Business has been conducted by dishonorably plundering its natural capital, the natural world and its resources, without addressing the stupidity of destroying the environment and biosphere, or including its real costs in the corporate balance sheets. Hiding the true costs of doing business is dishonorable practice by any but the most corrupt business standards.

The Lovins’ and Hawken propose a way that business can be honorably conducted in terms of both people and the natural world. The former depends on the latter, and, perhaps, in the 21st century the latter will be able to depend on honor from the former. It is a nice concept not beyond the realm of hope.

The logic of capitalism is to economize on the scarcest resource. At the beginning of the Industrial Revolution only 200 years ago, machines replaced workers, making them 100 times more productive, but there was a scarcity of skilled people to exploit seemingly boundless natural resources. Capitalism’s logic is still the same—economize on the scarcest resource—but the scarcity is different. People, skilled and non-skilled, are becoming more abundant; nature and natural resources are becoming more scarce.

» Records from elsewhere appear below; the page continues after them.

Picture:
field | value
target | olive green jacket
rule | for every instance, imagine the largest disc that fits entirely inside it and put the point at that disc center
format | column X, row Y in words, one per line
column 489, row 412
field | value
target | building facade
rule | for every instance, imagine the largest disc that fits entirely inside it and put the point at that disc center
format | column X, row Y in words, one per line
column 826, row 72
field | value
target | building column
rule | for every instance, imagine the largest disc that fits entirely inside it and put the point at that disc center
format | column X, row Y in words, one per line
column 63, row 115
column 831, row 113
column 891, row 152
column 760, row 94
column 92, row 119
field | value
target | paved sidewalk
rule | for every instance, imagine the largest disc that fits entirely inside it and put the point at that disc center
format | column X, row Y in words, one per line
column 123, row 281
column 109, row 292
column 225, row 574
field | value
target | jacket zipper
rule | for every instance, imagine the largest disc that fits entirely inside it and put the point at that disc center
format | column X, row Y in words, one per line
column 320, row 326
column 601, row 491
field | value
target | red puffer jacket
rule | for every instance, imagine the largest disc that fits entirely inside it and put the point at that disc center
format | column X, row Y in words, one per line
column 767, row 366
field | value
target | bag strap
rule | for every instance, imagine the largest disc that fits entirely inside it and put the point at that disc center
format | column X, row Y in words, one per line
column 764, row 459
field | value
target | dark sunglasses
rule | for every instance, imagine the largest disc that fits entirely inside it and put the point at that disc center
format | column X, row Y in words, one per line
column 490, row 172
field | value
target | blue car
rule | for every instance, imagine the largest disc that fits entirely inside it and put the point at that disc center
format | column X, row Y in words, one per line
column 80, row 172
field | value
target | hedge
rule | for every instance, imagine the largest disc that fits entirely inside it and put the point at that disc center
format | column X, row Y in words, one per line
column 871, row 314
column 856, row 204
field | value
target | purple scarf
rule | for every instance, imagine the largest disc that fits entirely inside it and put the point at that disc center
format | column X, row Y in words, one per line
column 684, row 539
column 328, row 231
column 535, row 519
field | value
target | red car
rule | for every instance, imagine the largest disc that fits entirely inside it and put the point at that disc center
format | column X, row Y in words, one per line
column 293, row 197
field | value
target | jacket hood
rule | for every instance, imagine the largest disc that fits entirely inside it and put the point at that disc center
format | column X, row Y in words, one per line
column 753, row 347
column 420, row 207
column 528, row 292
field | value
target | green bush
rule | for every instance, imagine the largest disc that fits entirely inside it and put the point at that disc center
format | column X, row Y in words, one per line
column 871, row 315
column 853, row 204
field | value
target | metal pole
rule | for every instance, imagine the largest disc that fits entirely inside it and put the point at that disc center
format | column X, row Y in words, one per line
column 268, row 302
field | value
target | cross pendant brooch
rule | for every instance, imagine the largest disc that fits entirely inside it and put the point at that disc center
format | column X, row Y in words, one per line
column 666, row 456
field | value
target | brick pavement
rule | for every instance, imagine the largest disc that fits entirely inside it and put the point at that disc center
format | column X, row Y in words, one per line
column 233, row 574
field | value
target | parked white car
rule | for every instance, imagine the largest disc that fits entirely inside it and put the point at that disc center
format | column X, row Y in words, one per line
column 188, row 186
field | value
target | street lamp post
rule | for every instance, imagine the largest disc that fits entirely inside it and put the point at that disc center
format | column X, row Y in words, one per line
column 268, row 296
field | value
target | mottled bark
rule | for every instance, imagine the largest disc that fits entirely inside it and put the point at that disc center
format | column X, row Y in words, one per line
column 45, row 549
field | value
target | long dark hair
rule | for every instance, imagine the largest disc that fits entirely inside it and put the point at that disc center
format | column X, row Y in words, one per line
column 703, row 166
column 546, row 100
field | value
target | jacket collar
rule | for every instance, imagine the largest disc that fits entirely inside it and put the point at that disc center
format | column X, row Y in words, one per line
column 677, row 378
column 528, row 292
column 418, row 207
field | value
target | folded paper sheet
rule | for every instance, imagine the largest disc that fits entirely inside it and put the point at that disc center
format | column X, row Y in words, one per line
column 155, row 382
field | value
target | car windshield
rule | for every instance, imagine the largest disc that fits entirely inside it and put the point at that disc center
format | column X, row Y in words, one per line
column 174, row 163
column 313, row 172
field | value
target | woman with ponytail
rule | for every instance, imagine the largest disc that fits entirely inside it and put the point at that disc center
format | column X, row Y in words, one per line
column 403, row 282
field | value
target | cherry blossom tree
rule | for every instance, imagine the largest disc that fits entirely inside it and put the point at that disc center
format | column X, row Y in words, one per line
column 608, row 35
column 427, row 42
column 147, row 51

They write: "The reason companies (and governments) are so prodigal with ecosystem services is that the value of those services doesn’t appear on the business balance sheets. But that’s a staggering omission. The economy, after all, is embedded in the environment. Recent calculations published in the journal Nature conservatively estimate the value of all the earth’s ecosystem services to be at least $33 trillion a year. That’s close to the gross world product, and it implies a capitalized book value on the order of half a quadrillion dollars. What’s more, for most of these services, there is no known substitute at any price, and we can’t live without them."

That’s a staggering omission.

They refer to natural capitalism as what capitalism might become "if its largest category of capital—the "natural capital" of ecosystem services—were properly valued. They propose four major interlinked shifts in business practices:

Dramatically increase the productivity of natural resources. Reduce the wasteful and destructive flow of resources through fundamental changes in both production design and technology. Farsighted companies are already developing ways to make natural resources—energy, minerals, water, forests—stretch five, 10, even 100 times further than they do today.

Shift to biologically inspired production models. This means not just reducing waste (garbage), but eliminating the very concept of waste. Closed-loop production systems, modeled on nature’s designs, returns every output to the ecosystem as a nutrient, like compost, or it becomes an input for manufacturing another product.

Move to a solutions-based business model. Instead of selling goods, business would deliver services—for example, providing illumination rather than selling light bulbs. The new perception of value would move from the acquisition of goods as a measure of affluence to one where well-being is measured by the continuous satisfaction of changing expectations for quality, utility and performance. (This would entail viewing the richest human life as a dynamic experience rather than possessing the largest architecturally chic warehouse.)

Reinvest in natural capital. Ultimately, businesses must restore, sustain and expand the planet’s eco-systems so they can produce their vital services and biological resources. Pressures to do so are mounting as human needs expand, the costs of deteriorating ecosystems rise and environmental awareness increases.

Why haven’t these practices already been embraced? The answer, they say, is simple: current practices reward companies for wasting natural resources and penalize them for boosting resource productivity. For example, most companies treat as income their consumption of raw materials, but treat resource-saving as expenses for purposes of their balance sheet. This distortion makes it more tax efficient to waste fuel than to invest in improving fuel efficiency.

That the current business practices of capitalism, communism, socialism and dictatorship alike will not long maintain is clear. The ideas presented in Natural Capitalism: Creating the Next Industrial Revolution could lead to some much needed and overdue changes. Check it out.